Se retiraron a Ibiza, donde ya tenían una casa. «Todos los que visitaban la isla, venían a cenar. Y entonces me dijo Jean Michel: “¿Y por qué no abrimos Ca Na Joana en casa y, si funciona, lo hacemos más grande?”. Empezamos en 1985. El éxito vino porque hacíamos cosas que no hacían los demás. Arzak venía a visitarnos y acabábamos a las tres de la madrugada». El restaurante permaneció abierto veinte años hasta que la pareja se trasladó a Viladecavals, persiguiendo la paz que también les había reportado Ibiza.

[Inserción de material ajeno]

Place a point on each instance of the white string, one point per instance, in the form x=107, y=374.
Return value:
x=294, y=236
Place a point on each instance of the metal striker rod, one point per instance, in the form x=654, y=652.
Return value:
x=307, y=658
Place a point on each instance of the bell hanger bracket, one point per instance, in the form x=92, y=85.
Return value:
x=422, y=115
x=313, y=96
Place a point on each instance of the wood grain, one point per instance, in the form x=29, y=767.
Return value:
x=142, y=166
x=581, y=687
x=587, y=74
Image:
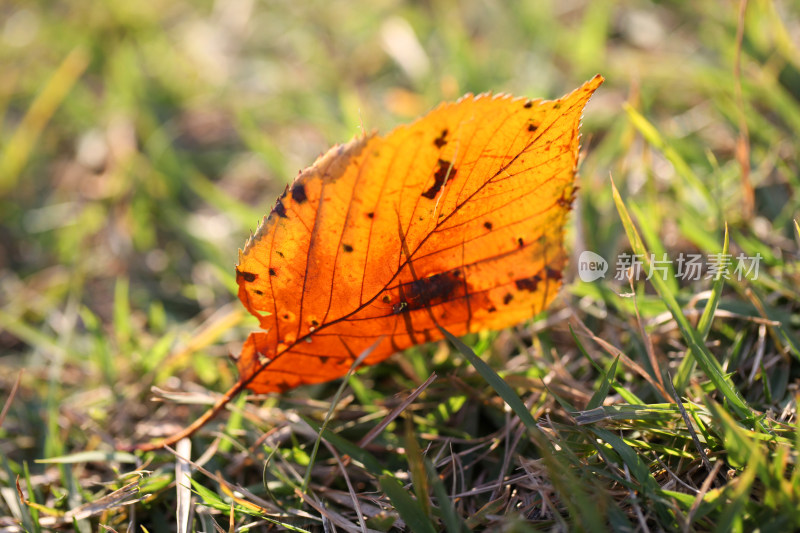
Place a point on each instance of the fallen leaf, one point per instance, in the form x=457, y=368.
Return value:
x=456, y=220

Una muestra en Albarracín recuperó toda la obra fotografía de Joana Biarnés y la puso en el punto de mira. ¿Cómo era posible que ella, la primera fotoperiodista española, hubiera quedado en olvido? A partir de 2013, todo su trabajo se vio, finalmente, reconocido; la jubilación más feliz de todas, y una serie de premios que llegaron después (como la Cruz de Sant Jordi en 2014), y que culminó con el reconocimiento otorgado por los Premios Gràffica el pasado 14 de diciembre de este año.
Las fotos tienen alma porque, como decía Joana, «los fotógrafos disparan con el corazón». No habrá ninguno (o ninguna) como ella.